Pasadena, Calif. -- Cameron Crowe entranced a room full of TV critics Tuesday with a story about and reflections on David Bowie, who died Jan. 10.
He was “the most generous and exciting interview subject that I was ever allowed a lot of time with,” said Crowe, after he was asked during a TCA winter press tour session for Showtime series Roadies if the music journalist-turned-filmmaker had any experience with Bowie.
Crowe, who serves as executive producer-writer-director of Roadies, said he had an extended period of access to Bowie while the musical artist was staying in Los Angeles. Crowe was 16 years old and had told friends of Bowie that he wanted to interview him. Seemingly straight out of a scene in Almost Famous (Crowe said after the panel the experience with Bowie indeed did in part inform the 2000 film), Crowe was surprised by a call in his bedroom in San Diego from Bowie himself, offering the interview.
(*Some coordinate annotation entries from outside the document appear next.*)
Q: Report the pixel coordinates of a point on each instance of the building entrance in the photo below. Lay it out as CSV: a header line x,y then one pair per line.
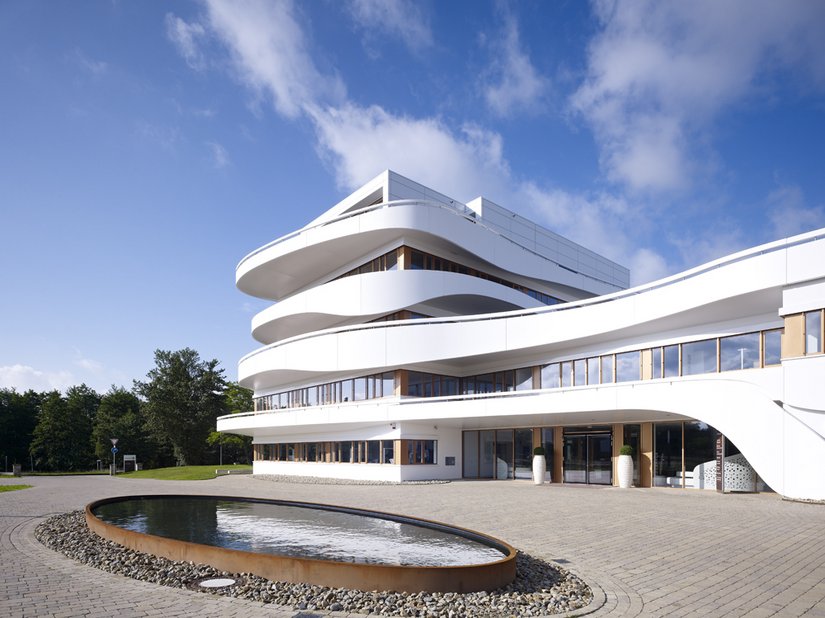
x,y
588,456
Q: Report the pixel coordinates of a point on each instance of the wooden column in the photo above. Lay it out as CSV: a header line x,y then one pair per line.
x,y
558,454
646,456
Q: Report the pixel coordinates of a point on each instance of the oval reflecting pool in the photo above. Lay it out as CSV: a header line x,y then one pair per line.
x,y
296,541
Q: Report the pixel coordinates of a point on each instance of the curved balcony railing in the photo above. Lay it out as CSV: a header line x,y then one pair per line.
x,y
769,248
463,212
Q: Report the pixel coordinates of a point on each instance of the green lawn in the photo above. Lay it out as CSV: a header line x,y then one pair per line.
x,y
12,487
182,473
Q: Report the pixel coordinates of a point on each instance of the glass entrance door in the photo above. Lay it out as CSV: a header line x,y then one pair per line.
x,y
588,458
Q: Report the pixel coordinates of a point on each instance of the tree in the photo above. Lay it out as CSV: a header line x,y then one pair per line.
x,y
183,396
234,447
61,438
18,417
120,416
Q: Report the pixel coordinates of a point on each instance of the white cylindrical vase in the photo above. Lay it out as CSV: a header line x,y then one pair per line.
x,y
539,468
625,471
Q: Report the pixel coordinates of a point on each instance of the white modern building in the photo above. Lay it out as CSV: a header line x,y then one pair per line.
x,y
416,337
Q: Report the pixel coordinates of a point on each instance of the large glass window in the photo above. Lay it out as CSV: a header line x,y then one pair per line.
x,y
699,357
374,451
550,376
657,371
504,454
667,458
524,453
593,370
579,373
607,369
487,443
739,352
772,346
700,452
567,374
813,332
628,366
470,454
388,454
524,378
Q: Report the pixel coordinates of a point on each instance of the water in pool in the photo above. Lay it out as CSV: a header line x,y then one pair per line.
x,y
288,530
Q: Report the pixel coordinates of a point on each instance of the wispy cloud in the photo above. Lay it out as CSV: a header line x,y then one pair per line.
x,y
220,157
187,37
512,83
790,215
95,67
25,377
660,73
395,19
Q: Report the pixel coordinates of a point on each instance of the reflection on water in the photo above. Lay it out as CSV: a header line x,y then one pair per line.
x,y
295,531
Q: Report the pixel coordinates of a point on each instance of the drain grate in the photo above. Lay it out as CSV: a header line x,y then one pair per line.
x,y
216,583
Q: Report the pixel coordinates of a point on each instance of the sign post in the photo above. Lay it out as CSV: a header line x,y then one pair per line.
x,y
113,471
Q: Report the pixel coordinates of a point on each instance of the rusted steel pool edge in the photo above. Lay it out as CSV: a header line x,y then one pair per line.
x,y
334,574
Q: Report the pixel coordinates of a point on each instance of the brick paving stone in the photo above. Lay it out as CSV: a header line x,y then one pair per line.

Crowe “spent 6 months straight” with the Thin White Duke between Young Americans and Station to Station. “Thank goodness I kept notes on every aspect of it. There were no limits,” Crowe said, recalling that Bowie told him to ask him anything, watch him create, produce, be happy, be sad.
Bowie gave Crowe permission to publish the interviews wherever he wanted, which was a boost for Crowe's career as a young journalist, as “everyone wanted it.”
Crowe told a gaggle of reporters and critics after the panel that he parsed the interview out, with stories in Playboy, Rolling Stone and Creem. (He also told the reporters in the scrum afterward, “I’ve got to tell you about his car—Bowie drove around in a beat up Volkswagen bus!” Crowe said he always hoped people would pull up next to the car driving down La Cienega in L.A. and see David Bowie with his loud red hair after recording sessions, but it was usually 5 a.m. And no one was on the road.)
Having reflected on Bowie’s impact in the days since his passing, Crowe said during the session the thing that stood out to him about Bowie was that he “was always obsessed with the music and art, never the business.” Bowie serves as a role model to artists “that may need to remember it’s not about branding” and doing the same thing that worked before, Crowe said adding that Bowie was in fact the “anti-branding artist.”
Bowie was relentlessly creative, Crowe said. He “always shook it up, always served the gods of creativity.”